Aerobic activities require moderate physical effort and include, but are not limited to: biking slowly, canoeing, ballroom dancing, general gardening, using your manual wheelchair, arm cycling, walking briskly, and water aerobics. Examples of vigorous activities are basketball, jumping rope, running or bicycling on hills, soccer, swimming laps, and martial arts.
Not sure whether you are at a moderate or vigorous activity level? Try the talk test. If you can talk while you are active, then you are participating at a moderate level. If you can only say a few words without stopping to catch your breath, then you are engaging in vigorous activity.

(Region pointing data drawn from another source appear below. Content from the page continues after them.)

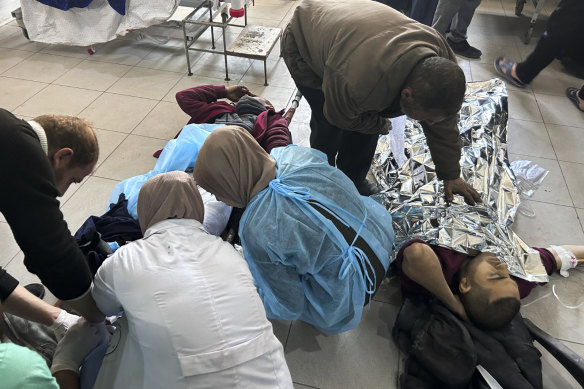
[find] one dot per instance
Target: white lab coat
(194, 318)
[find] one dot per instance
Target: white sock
(569, 260)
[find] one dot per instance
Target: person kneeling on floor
(317, 249)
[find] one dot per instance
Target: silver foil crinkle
(413, 194)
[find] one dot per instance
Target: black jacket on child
(443, 351)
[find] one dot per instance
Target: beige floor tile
(192, 81)
(108, 141)
(148, 83)
(554, 374)
(278, 74)
(492, 52)
(132, 157)
(553, 82)
(529, 138)
(568, 142)
(58, 100)
(169, 58)
(11, 37)
(118, 112)
(122, 51)
(542, 308)
(14, 92)
(484, 71)
(93, 75)
(91, 199)
(11, 57)
(8, 244)
(67, 51)
(42, 67)
(574, 172)
(553, 189)
(365, 357)
(163, 122)
(559, 110)
(523, 106)
(213, 65)
(552, 224)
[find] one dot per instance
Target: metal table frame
(203, 21)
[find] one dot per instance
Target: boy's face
(493, 275)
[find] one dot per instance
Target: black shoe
(36, 289)
(464, 49)
(367, 188)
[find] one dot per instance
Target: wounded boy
(479, 288)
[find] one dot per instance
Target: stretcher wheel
(519, 7)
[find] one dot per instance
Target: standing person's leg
(323, 135)
(462, 19)
(546, 50)
(444, 14)
(356, 151)
(423, 11)
(576, 96)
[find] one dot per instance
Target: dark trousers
(561, 38)
(350, 151)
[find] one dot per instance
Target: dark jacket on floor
(443, 351)
(28, 201)
(200, 103)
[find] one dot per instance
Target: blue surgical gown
(302, 266)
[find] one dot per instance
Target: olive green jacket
(360, 53)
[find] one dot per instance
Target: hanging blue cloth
(302, 265)
(118, 5)
(178, 154)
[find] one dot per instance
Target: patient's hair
(72, 132)
(486, 315)
(437, 83)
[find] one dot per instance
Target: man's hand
(459, 186)
(236, 92)
(79, 341)
(289, 113)
(64, 321)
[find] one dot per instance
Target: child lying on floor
(478, 288)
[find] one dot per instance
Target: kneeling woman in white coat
(194, 318)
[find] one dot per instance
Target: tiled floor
(127, 90)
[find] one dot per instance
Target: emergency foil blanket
(410, 189)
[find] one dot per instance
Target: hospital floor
(127, 90)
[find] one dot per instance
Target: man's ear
(407, 96)
(464, 285)
(62, 157)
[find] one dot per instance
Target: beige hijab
(171, 195)
(232, 165)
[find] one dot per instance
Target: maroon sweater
(451, 261)
(200, 103)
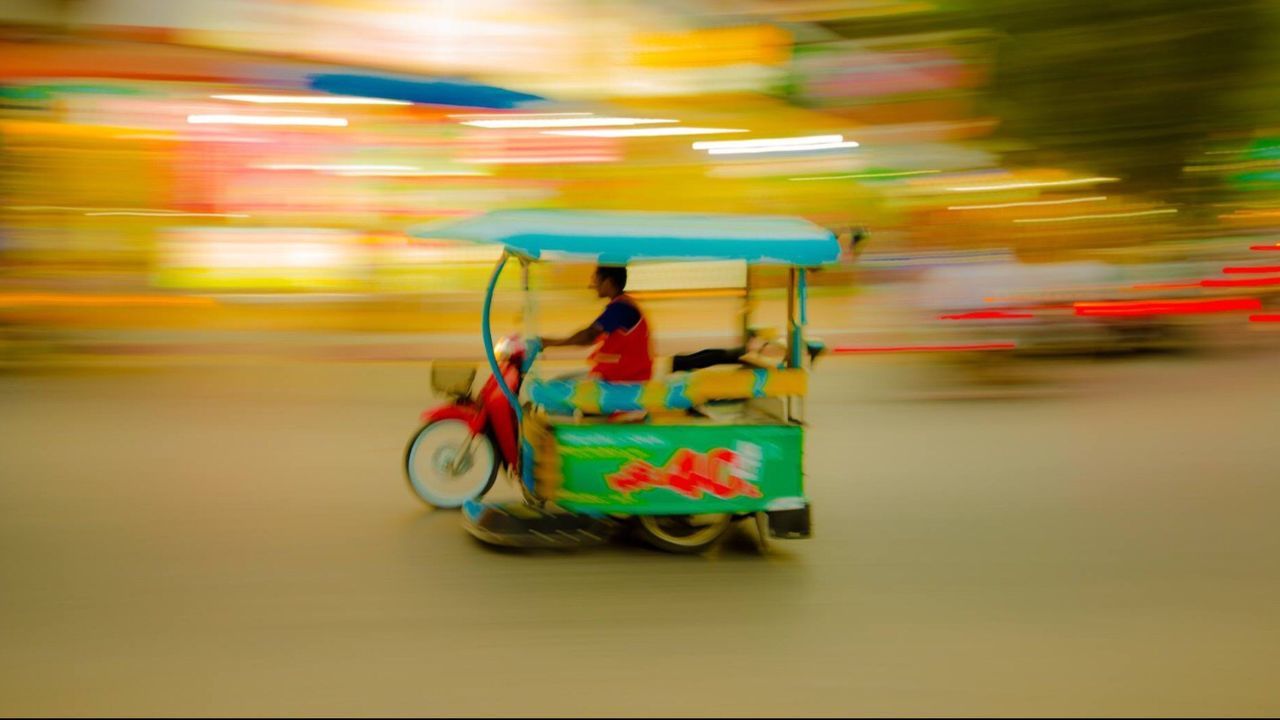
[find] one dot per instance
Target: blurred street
(240, 540)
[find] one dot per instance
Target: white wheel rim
(430, 463)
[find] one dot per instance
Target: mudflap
(790, 524)
(519, 524)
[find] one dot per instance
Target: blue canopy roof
(618, 237)
(415, 90)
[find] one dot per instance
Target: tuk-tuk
(720, 438)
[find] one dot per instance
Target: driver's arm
(583, 337)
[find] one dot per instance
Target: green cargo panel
(679, 469)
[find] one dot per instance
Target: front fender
(469, 414)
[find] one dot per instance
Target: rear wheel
(684, 533)
(447, 465)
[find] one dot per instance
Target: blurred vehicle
(679, 458)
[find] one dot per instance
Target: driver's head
(609, 281)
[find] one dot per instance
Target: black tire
(684, 534)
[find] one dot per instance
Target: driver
(621, 333)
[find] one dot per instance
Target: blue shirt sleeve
(617, 317)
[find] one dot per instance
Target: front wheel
(684, 533)
(447, 465)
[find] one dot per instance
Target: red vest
(625, 355)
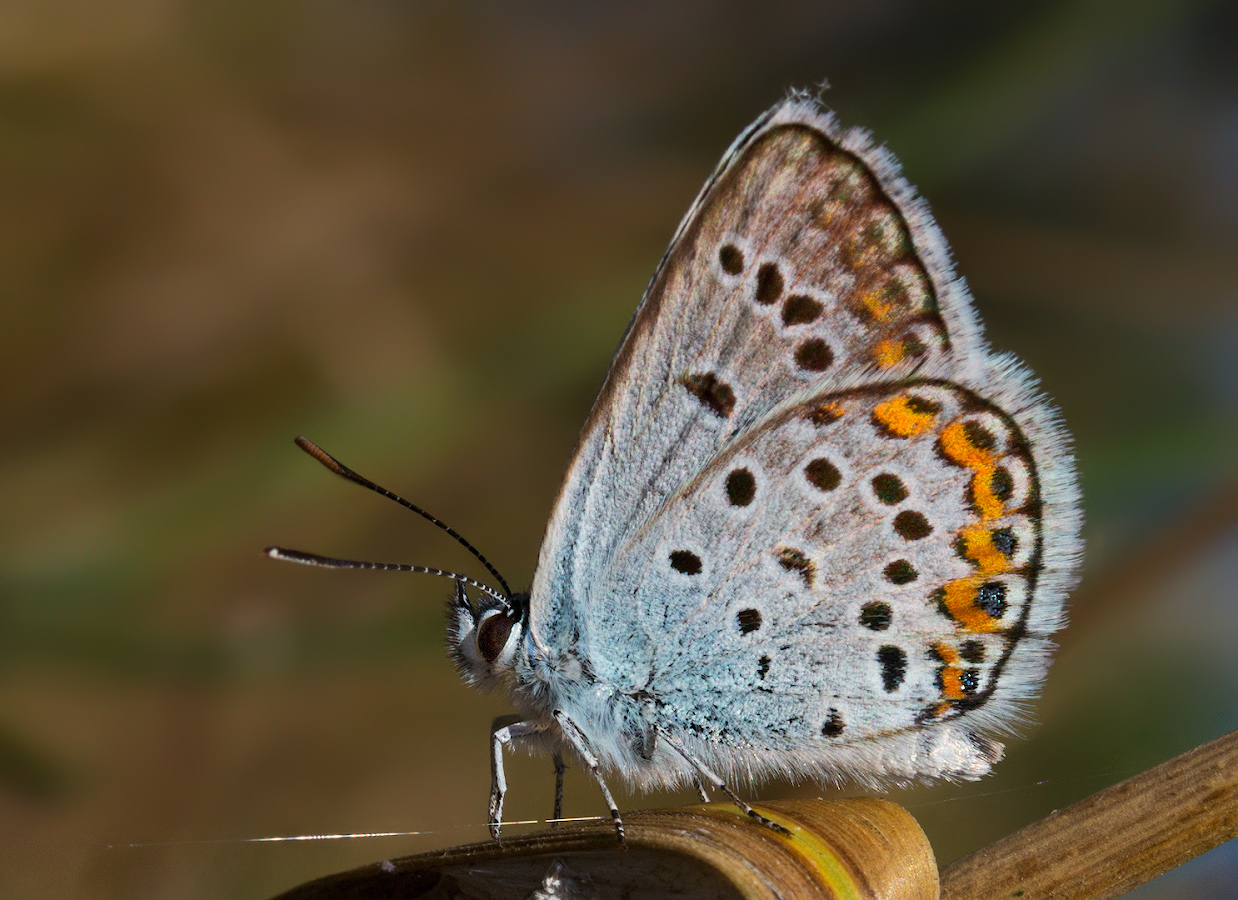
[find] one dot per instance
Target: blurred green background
(414, 232)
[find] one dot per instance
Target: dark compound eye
(492, 635)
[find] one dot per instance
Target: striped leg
(582, 748)
(711, 779)
(503, 732)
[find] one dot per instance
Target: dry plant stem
(861, 848)
(1116, 839)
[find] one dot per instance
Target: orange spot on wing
(956, 446)
(982, 492)
(900, 417)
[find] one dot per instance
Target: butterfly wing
(856, 587)
(805, 269)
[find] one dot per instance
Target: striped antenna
(331, 562)
(344, 472)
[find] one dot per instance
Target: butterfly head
(483, 635)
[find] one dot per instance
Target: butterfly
(813, 527)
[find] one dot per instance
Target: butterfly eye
(492, 635)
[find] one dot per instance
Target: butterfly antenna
(344, 472)
(331, 562)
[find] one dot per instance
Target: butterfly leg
(582, 747)
(709, 778)
(503, 732)
(558, 789)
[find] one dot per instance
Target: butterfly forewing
(800, 265)
(807, 514)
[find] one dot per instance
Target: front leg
(503, 731)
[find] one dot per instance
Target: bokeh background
(414, 232)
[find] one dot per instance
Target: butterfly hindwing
(861, 565)
(809, 518)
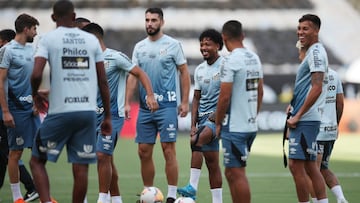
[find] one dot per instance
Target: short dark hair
(82, 20)
(7, 35)
(232, 29)
(156, 10)
(24, 20)
(311, 17)
(214, 36)
(63, 8)
(94, 29)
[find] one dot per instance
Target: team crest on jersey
(51, 145)
(163, 52)
(88, 148)
(19, 141)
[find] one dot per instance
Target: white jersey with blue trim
(315, 61)
(207, 80)
(329, 125)
(117, 66)
(243, 69)
(160, 59)
(18, 59)
(72, 55)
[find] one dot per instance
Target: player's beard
(157, 30)
(30, 39)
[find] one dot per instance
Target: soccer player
(240, 98)
(331, 117)
(117, 67)
(18, 114)
(162, 58)
(6, 35)
(307, 106)
(204, 142)
(81, 22)
(77, 70)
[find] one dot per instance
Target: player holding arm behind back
(117, 67)
(161, 57)
(77, 71)
(240, 99)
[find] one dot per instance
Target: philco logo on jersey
(83, 99)
(75, 62)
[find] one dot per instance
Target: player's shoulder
(170, 39)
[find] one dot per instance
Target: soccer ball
(151, 195)
(184, 200)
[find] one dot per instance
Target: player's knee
(195, 148)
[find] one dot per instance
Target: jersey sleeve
(180, 58)
(98, 54)
(41, 48)
(339, 88)
(196, 82)
(5, 57)
(123, 62)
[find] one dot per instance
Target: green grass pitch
(270, 182)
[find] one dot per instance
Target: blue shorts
(212, 146)
(76, 130)
(163, 121)
(302, 140)
(236, 148)
(325, 148)
(22, 136)
(106, 144)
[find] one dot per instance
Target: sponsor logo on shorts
(27, 99)
(87, 153)
(19, 141)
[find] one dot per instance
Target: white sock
(102, 197)
(194, 177)
(15, 189)
(216, 194)
(326, 200)
(338, 192)
(314, 200)
(116, 199)
(172, 191)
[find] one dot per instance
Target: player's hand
(8, 120)
(106, 128)
(193, 131)
(152, 103)
(127, 109)
(218, 131)
(291, 122)
(183, 109)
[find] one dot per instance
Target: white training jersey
(329, 125)
(315, 61)
(207, 80)
(72, 55)
(243, 69)
(160, 60)
(18, 59)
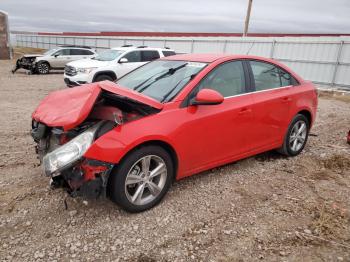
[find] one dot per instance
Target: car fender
(41, 60)
(112, 146)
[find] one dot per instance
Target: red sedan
(167, 120)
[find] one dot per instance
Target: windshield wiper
(171, 90)
(170, 71)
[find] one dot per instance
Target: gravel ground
(265, 207)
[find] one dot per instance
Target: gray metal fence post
(340, 48)
(272, 48)
(192, 45)
(225, 45)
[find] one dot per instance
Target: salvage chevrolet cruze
(169, 119)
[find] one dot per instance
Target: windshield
(161, 80)
(48, 52)
(108, 55)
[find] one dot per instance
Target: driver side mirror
(207, 96)
(123, 60)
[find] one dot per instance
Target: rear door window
(80, 52)
(63, 52)
(133, 57)
(149, 55)
(228, 79)
(268, 76)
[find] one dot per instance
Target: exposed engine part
(88, 179)
(26, 62)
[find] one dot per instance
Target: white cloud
(298, 16)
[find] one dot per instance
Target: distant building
(5, 47)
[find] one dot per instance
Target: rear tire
(296, 137)
(43, 68)
(142, 179)
(103, 78)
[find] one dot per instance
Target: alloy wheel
(298, 135)
(43, 68)
(145, 180)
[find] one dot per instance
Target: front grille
(70, 70)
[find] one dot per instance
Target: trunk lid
(70, 107)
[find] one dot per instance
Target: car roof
(126, 48)
(206, 58)
(209, 58)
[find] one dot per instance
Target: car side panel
(303, 97)
(198, 139)
(271, 116)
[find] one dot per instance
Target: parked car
(55, 58)
(169, 119)
(111, 64)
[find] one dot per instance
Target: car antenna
(250, 48)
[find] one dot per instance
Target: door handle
(244, 110)
(286, 99)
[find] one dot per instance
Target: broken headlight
(67, 154)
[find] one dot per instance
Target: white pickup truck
(111, 64)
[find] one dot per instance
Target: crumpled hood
(32, 55)
(68, 108)
(88, 63)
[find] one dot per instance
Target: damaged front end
(61, 154)
(26, 62)
(68, 122)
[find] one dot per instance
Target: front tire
(141, 179)
(43, 68)
(296, 137)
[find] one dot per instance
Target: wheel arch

Strengthening activities work all the major muscle groups – legs, hips, back, chest, stomach, shoulders, and arms. These activities include, but are not limited to: lifting weights, push-ups, sit-ups, and working with resistance bands. Don’t have weights? Common household items such as bottled water and soup cans can also be used.
Bone-strengthening activities produce a force on the bones that promotes bone growth and strength. This force is commonly produced by impact with the ground. The good news: bone-strengthening activities can also be aerobic and muscle-strengthening like running, jumping rope, basketball, tennis, and hopscotch.